We hear of the execution of heretics here and there throughout Northern France, Belgium, the Rhineland, and Lombardy from this time on. Sometimes the authorities would act, although the canon law was vague on the subject. When they would not, the people would rush the jail and burn the accused, quite in the style of our Southern lynchings. When the higher clergy protested and tried to save them, as they sometimes did, it made no difference. Once in Germany we hear of their being hanged, but in the other cases they were burned.
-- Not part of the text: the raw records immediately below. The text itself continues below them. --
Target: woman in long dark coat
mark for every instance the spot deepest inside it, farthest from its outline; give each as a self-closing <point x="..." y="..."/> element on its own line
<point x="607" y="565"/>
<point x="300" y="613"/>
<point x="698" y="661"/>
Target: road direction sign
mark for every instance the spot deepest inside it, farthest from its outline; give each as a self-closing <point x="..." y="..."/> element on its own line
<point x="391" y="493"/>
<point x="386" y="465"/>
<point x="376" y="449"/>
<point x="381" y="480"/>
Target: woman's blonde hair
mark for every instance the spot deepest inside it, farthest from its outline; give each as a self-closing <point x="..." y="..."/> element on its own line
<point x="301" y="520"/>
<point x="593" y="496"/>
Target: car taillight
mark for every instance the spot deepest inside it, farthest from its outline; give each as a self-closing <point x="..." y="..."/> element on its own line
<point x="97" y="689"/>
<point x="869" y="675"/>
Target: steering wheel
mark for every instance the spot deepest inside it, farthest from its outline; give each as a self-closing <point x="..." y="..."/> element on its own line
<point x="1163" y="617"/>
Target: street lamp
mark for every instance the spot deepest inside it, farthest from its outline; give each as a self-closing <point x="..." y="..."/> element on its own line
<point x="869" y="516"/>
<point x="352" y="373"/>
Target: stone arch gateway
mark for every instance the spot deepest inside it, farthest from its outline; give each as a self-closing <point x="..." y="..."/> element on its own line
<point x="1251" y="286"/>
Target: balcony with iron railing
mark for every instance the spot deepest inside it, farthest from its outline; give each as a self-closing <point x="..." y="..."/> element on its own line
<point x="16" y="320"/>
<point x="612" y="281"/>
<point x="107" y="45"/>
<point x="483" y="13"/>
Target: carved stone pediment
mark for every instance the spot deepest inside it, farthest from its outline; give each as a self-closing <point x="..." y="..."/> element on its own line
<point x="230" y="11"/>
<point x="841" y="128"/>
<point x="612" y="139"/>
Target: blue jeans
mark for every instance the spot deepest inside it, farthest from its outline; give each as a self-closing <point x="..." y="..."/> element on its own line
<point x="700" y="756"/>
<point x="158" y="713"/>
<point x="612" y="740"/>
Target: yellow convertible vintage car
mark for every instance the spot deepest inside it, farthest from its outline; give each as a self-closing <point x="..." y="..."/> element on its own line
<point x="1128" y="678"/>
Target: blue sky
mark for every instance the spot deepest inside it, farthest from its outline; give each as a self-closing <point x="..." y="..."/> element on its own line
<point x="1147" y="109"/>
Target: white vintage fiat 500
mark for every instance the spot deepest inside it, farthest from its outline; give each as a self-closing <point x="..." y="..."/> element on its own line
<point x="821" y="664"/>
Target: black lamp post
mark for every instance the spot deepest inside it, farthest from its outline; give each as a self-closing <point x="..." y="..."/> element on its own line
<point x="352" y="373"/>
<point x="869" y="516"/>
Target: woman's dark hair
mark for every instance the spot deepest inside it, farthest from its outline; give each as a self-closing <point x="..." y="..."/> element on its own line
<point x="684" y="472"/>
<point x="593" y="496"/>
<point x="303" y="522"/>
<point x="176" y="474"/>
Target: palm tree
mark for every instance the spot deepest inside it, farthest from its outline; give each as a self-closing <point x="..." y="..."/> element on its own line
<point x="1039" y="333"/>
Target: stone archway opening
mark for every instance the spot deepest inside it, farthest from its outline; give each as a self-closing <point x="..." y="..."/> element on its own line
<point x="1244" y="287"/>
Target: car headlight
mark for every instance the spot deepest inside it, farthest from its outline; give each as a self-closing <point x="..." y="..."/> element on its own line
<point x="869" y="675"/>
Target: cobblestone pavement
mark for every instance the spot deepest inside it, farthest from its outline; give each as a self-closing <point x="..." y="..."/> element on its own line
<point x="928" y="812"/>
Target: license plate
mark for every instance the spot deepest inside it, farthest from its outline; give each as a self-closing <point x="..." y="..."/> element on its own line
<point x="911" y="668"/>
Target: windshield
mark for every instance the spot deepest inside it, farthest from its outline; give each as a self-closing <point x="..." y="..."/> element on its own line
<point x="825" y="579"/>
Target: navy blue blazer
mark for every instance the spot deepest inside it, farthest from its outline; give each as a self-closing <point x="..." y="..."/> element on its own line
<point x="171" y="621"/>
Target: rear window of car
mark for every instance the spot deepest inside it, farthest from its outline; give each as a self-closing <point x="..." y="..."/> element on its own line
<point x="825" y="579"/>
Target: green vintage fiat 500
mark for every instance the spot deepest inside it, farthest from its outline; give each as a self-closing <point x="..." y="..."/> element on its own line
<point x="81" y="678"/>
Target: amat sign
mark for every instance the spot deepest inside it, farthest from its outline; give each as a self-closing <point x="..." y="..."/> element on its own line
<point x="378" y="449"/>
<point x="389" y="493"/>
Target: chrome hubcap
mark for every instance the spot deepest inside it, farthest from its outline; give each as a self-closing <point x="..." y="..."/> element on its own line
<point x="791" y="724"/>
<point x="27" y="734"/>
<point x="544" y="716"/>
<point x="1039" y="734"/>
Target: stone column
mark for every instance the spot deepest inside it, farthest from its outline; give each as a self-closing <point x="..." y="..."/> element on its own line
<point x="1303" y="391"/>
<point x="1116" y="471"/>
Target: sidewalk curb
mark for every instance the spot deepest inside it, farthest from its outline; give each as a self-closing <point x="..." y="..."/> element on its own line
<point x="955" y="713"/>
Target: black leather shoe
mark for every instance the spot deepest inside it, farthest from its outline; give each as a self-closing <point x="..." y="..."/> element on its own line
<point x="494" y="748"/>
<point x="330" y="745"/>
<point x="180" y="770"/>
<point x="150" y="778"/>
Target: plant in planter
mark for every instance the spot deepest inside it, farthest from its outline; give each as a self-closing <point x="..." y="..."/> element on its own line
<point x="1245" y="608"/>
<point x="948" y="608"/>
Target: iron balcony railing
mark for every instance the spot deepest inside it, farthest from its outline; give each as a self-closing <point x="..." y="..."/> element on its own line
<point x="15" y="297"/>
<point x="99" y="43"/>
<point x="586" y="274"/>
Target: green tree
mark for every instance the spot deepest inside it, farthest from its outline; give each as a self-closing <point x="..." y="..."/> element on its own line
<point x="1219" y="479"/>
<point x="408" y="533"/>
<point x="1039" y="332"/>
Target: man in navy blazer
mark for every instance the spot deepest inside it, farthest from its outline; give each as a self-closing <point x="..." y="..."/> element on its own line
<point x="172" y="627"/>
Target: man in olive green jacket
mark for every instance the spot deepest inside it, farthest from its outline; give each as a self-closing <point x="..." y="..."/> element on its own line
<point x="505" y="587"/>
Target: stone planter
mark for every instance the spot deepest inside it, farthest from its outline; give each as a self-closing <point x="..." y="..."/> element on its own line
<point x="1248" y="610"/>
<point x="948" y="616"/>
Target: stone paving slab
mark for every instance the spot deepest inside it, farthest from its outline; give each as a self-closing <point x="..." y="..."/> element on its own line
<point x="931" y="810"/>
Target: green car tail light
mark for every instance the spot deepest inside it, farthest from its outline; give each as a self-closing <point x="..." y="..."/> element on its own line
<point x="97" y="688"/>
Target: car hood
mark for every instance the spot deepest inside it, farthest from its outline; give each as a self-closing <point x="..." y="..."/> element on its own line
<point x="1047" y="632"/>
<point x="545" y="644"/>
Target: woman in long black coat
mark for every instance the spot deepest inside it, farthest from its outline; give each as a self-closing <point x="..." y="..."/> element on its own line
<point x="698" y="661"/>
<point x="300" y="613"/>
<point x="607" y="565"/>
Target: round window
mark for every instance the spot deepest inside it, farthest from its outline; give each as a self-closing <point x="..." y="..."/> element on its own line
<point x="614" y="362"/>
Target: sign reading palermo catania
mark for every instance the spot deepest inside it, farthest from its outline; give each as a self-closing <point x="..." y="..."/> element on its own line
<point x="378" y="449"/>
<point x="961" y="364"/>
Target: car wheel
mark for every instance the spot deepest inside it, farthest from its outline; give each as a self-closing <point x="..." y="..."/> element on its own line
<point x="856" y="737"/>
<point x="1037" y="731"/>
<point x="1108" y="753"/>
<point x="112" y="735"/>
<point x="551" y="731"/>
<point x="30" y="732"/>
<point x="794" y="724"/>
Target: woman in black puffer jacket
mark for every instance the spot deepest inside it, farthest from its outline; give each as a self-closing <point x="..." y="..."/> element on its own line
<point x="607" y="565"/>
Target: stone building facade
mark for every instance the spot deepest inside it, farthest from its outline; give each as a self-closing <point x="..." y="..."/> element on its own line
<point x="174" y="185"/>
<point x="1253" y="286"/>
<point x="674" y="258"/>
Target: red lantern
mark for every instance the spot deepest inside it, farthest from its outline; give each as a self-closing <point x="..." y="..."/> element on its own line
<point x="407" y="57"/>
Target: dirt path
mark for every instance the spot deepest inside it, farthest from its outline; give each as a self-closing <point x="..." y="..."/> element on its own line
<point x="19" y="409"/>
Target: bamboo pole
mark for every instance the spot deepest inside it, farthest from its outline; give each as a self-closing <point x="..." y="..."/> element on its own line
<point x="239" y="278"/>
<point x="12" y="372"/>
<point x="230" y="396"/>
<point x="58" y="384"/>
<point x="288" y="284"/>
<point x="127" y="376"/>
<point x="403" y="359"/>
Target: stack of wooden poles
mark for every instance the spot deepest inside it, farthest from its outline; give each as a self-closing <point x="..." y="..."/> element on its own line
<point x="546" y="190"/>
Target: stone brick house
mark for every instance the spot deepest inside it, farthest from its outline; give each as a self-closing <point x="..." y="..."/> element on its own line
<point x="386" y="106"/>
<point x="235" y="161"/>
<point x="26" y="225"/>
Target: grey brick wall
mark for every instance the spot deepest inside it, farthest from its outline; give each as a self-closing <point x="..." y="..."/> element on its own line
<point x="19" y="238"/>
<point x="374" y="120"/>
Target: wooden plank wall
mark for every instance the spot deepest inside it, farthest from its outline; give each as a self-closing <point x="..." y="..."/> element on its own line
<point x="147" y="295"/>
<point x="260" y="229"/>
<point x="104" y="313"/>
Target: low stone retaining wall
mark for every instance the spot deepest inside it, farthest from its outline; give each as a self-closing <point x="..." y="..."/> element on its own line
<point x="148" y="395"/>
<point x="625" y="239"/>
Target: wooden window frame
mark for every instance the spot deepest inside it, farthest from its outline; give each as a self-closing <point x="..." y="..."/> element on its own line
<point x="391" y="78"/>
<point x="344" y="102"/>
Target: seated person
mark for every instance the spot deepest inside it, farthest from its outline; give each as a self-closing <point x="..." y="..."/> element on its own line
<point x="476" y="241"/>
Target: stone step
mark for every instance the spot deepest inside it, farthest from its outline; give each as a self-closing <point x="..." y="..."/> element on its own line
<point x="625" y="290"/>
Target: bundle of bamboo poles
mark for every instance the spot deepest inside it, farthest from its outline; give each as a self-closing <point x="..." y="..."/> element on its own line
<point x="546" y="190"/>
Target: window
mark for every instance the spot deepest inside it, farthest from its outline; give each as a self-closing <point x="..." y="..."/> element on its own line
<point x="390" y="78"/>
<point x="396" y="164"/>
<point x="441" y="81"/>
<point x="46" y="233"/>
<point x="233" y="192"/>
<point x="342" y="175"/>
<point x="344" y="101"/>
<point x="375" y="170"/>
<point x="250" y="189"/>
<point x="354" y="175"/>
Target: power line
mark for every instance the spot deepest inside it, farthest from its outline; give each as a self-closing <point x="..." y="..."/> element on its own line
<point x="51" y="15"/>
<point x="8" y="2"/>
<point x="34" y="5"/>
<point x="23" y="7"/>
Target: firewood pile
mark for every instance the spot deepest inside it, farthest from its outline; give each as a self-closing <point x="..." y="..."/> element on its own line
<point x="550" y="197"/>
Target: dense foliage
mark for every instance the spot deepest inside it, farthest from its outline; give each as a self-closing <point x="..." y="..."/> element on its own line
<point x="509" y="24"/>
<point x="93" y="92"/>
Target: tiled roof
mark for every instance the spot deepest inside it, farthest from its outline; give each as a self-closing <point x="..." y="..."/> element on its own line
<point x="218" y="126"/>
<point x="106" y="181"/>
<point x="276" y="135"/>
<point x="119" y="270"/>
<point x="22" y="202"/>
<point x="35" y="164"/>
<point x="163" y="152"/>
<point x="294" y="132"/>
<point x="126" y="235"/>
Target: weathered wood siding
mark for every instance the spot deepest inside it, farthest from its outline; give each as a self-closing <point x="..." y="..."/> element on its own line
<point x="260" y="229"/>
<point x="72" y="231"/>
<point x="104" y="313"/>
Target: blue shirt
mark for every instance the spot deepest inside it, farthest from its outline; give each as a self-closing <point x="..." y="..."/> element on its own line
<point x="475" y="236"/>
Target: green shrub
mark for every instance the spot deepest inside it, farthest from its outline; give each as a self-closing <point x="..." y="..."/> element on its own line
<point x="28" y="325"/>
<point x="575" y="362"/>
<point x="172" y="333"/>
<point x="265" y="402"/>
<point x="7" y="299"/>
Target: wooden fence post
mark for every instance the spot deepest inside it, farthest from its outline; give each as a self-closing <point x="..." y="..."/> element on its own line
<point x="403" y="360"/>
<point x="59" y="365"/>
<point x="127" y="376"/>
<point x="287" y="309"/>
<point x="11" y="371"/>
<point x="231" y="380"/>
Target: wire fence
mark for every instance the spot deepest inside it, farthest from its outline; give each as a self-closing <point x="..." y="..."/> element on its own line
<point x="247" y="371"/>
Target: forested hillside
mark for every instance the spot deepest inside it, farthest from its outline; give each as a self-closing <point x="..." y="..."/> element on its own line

If anyone asks why burning was thought appropriate for the heretic, there is no answer to be given. These people were raised to the same pitch of fury by heresy, and avenged it in the same fashion, as a Southern mob of to-day in the case of negro rape upon a white woman. A difference appears in the attitude of the authorities. Throughout the twelfth century many of the higher clergy continued opposed to harsh measures. But other churchmen and invariably the civil government were usually ready to burn by full process of law, methodically, as if they were seizing property for debt. As time went on and the law on the subject became fixed, we lose the atmosphere of lynching and mob fury. Early in the fifteenth century, when the fiendish Breton noble, Gilles de Rais, was about to be burned, he repented and asked the people to pray for him; whereupon they went so far as to parade the streets, chanting and praying earnestly for the soul of the monster whom their authorities, with the entire approval of the paraders, were to burn on the morrow. To quote Belloc there was in all this “... cruelty which to us as we read of it seems something quite remote from human habit and experience.... You will perpetually hear vigorous protests against the justice of some particular sentence, but you will very rarely (but for the fear of such a negative I should say never) find men saying ‘just or unjust, the cruelty of the execution is so revolting that I protest against it.’ Men believed something with regard to the whole doctrine of expiation, of penal arrangements which they have not described to us and which we cannot understand save through the glimpses, sidelights, and guesses through what they imagine to be their plainest statements. Thus in the particular case of burning alive ... a thing we can scarcely bear to contemplate even in words ... the framers of the statutes seem to have thought not of the thing as a horror but as a particular type of execution symbolic of the total destruction of the culprit. It is quite easy to prove, from numerous instances ... Savonarola is one in point ... that the judges often appeared indifferent whether the body consumed were alive or dead. The chance pity of spectators in some cases, the sentence of the court in others, is permitted to release the sufferer long before the flames. To us it is amazing that such an attitude towards such a pain could have existed, but it did exist.”[20]
It is possible to go even further than the passage quoted above. For, if the culprit had died, it was thought worth while to dig up his corpse and at least burn that. Certainly, then, it would seem as if there was something almost sacramental about burning the heretic.